USER DEFINED DATA TYPES: Used in table creation - What happens if you change just the user defined type to varchar(max) from text?

  • Sean Lange (9/23/2015)


    sgmunson (9/23/2015)


    Gazareth (9/16/2015)


    Don't envy you this task, sounds like changing a database collation but less fun!

    I'd be fighting hard to change columns to built in datatypes rather than new/modified user defined types.

    For replication, check Subscription Options on your Publication properties - if Replicate Schema changes is 'True' you should be able to issue the ALTER TABLE... ALTER COLUMN commands on the Publisher just fine. In theory.

    This does need your subscribers to be SQL too though.

    As details have become more clear, I am no longer needing to worry about replication, but I do need to be able to see how the change from text or ntext to varchar(max) or nvarchar(max) will affect both space usage and whether or not the data is "in-row" or not. Our method is to run the ALTER TABLE with ALTER COLUMN command, followed by running an UPDATE to set the value of the affected column to a CAST of itself to the proper data type, and have a before and after picture of whether we are moving this data in-row or not, and in what quantities. I've been looking into a number of options:

    1.) Using a system catalog view: sys.dm_db_index_physical_stats

    2.) Using DBCC IND and/or DBCC PAGE to get more detailed information

    If anyone has any general guidance on a good method for tracking where this data ends up, I'd appreciate it.

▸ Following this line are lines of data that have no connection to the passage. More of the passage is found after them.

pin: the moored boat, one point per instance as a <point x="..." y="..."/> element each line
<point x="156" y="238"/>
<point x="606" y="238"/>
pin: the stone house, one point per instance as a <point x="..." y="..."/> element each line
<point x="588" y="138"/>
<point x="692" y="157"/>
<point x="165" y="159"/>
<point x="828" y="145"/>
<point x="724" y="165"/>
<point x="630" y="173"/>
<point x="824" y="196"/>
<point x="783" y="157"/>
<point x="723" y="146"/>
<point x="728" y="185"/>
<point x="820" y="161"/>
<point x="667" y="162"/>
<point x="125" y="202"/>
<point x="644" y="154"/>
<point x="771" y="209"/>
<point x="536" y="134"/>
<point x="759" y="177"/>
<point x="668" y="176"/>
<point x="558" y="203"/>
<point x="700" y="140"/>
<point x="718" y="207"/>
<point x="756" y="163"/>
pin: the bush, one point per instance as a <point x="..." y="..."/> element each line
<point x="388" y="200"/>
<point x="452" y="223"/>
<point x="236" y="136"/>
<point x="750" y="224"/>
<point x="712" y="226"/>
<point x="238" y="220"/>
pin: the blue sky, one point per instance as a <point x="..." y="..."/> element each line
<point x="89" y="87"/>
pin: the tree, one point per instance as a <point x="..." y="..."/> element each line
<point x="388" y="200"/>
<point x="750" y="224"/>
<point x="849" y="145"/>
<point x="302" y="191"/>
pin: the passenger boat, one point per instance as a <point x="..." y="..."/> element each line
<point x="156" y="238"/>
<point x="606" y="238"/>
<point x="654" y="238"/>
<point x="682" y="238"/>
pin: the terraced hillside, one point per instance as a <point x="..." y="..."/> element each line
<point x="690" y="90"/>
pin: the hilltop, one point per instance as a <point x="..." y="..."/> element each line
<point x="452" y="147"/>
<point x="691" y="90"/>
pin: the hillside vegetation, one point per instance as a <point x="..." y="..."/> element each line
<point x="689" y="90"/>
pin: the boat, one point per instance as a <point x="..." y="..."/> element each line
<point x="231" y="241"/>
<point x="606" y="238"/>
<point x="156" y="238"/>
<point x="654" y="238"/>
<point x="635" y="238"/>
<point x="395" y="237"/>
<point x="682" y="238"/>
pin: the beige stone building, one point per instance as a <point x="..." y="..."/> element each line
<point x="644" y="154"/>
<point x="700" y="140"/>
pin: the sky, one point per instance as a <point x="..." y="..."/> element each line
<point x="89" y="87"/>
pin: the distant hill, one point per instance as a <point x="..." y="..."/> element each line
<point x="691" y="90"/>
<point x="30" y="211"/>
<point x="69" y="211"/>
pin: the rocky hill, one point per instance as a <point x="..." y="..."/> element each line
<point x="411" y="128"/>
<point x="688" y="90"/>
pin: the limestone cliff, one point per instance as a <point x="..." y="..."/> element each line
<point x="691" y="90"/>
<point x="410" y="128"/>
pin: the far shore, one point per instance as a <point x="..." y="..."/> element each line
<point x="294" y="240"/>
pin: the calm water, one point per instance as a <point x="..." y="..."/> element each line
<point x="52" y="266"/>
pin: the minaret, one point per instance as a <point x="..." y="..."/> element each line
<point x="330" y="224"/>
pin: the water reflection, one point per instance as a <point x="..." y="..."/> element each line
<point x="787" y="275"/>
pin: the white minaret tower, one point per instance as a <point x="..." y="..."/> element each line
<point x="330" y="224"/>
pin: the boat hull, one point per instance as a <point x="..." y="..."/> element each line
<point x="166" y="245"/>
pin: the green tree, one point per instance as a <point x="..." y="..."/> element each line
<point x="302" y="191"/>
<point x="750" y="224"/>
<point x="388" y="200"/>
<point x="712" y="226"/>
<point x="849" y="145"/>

    It is not going to consume less space and the data will still be off row when relevant. This doesn't change. What does change is the ability to search for this data with normal where predicates. You no longer have to do things like "where cast(MyTextColumn as varchar(max)) = 'MyValueToSearchFor'".

    If you are changing the datatype of the column there is no point in then running an update on the column to "change" the datatype. That happens as an implicit conversion when you change the datatype of the column.

    The objective is a performance improvement, and we're looking to see if the data is held "in-row" or not, and at what percentage of the rows this is true. If I can determine that the data is already small enough to fit in row, then I want to force any such data to occupy that "in-row" location. Am I on the wrong path?

    Steve (aka sgmunson) 🙂 🙂 🙂
    Rent Servers for Income (picks and shovels strategy)

  • Still looking for guidance, if anyone has any, with regard to exactly how to go about determining what pages belong to a specific table, and then being able to see how many rows have their data "in-row".

    Steve (aka sgmunson) 🙂 🙂 🙂
    Rent Servers for Income (picks and shovels strategy)

  • sgmunson (9/24/2015)


    Still looking for guidance, if anyone has any, with regard to exactly how to go about determining what pages belong to a specific table, and then being able to see how many rows have their data "in-row".

    dm_db_partition_stats.

    Although I'm not sure how you'd move them between in-row/lob storage. Presumably they're already in the appropriate one. Rebuild the clustered index maybe?

  • Gazareth (9/24/2015)


    sgmunson (9/24/2015)


    Still looking for guidance, if anyone has any, with regard to exactly how to go about determining what pages belong to a specific table, and then being able to see how many rows have their data "in-row".

    dm_db_partition_stats.

    Although I'm not sure how you'd move them between in-row/lob storage. Presumably they're already in the appropriate one. Rebuild the clustered index maybe?

    The existing data types are text or ntext, and I was under the impression that those data types were always stored off-row. I'm not sure if I can accurately interpret some of the language that discusses the topic of in-row vs otherwise to know what occurs with these data types in SQL 2008 R2, as opposed to what I knew to be true back in SQL 2000.

    As to re-building the clustered index, we have zero shot at that, as while we could get away with it in development, production is online 24x7x365, so that's a non-starter. What we're looking at doing is updating the column to itself, using CAST to try and be sure the optimizer doesn't short-circuit and end up doing nothing. We also know how much data there is in these fields, and as table space doesn't get re-claimed without DBCC CLEANTABLE, we're probably going to be increasing the amount of space used by going "in-row", and we'll be looking to see if the total space usage for the table and indexes increases and by how much.